Every time I hear a story like that – and I hear them more often than you might think – I am both profoundly disappointed in the circus clowns masquerading as clergy and find myself wondering exactly how they got so deluded. Setting aside for a moment the many instructions of Jesus that we are not to judge, I can’t help but wonder what these jokers hope to achieve by their arrogance. Even if they have never heard the old maxims that people who live in glass houses shouldn’t throw stones and that you catch more flies with honey than with vinegar, surely they have felt the judgment of others and can recall how it felt. Even if their goal is to shape the morality of others – and we can spend quite a bit of time debating the validity of such an attempt – surely they can’t be ignorant enough to believe that belittling others opens the door for further discussions about anything.
I cannot help but believe that some clergy think that ordination gives them the right to be less than kind to others, that ordination grants them some sort of moral high ground and special insight into the actions of others. Nothing could be farther from the truth!
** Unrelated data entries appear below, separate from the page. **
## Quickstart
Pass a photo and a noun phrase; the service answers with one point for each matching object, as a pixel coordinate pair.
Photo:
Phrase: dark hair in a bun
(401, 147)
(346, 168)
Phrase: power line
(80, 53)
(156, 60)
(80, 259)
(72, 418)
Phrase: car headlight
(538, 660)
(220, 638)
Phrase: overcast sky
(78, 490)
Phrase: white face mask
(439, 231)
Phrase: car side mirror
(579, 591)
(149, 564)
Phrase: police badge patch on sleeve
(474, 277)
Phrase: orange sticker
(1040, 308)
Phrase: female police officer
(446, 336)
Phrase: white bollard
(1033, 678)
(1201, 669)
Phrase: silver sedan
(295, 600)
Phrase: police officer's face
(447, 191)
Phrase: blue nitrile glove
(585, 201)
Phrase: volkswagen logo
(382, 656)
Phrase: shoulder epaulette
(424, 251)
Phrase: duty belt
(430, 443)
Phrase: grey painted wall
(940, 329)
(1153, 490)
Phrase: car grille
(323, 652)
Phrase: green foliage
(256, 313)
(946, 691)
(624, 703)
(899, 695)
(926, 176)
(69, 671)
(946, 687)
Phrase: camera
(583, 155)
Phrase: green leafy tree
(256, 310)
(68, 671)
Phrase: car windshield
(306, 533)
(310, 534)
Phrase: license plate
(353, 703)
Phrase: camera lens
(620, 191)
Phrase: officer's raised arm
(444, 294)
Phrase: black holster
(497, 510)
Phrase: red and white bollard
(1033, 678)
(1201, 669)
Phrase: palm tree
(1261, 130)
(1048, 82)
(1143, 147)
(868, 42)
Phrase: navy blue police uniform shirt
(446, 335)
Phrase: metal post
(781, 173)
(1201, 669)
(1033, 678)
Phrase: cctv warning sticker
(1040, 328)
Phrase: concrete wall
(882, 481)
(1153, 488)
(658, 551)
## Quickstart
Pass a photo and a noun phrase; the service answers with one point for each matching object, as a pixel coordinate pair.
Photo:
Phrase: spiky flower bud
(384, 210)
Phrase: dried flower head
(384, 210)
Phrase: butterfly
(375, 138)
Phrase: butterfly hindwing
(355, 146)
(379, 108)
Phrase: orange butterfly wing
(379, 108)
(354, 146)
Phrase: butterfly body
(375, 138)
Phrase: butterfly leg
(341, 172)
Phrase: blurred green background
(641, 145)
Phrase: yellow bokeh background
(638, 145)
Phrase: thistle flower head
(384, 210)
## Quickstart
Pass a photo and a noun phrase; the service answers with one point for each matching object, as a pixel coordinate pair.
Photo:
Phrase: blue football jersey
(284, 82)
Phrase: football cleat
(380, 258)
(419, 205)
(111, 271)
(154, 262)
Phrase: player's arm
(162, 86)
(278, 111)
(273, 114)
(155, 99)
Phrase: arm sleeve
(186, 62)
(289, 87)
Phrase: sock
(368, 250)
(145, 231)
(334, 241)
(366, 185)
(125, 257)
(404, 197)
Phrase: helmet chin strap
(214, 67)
There is nothing about ordination that excuses the ordained from being kind, patient, loving, considerate, gracious, and accepting – in fact, ordination brings with it to integrate the above and all other social graces to the highest degree as part of their spiritual practice! The only thing different about someone who has been ordained compared with someone who hasn’t is that the ordained, presumably anyway, have expertise in spirituality and spiritual practice – which should make them more compassionate, not less.
More than that, on the most basic level of human conduct, the only person who should even be considering judging the actions or history of another is the person who has achieved perfection in their own walk. Since that person hasn’t appeared on earth yet, why don’t we all play it safe and leave the judging to the courthouse? The last thing an imploding institutional church needs are clergy incapable of good manners. That sort of thing may have gone unnoticed – or been ignored – at one point in history when a naive public readily surrendered most if not all of its power to the professional clergy, but those days are long gone, thank God.
When fearful, insecure people sense they are losing what little power they have they often attempt to tighten the reigns on those they have control over. Unfortunately, the result of such an attempt is that they find those whom they thought they could control walking away from them. In essence, they create the very situation they were trying to avoid and in doing so alienate even more people from the church. The only surprising thing is that the church doesn’t seem to be able to put two and two together.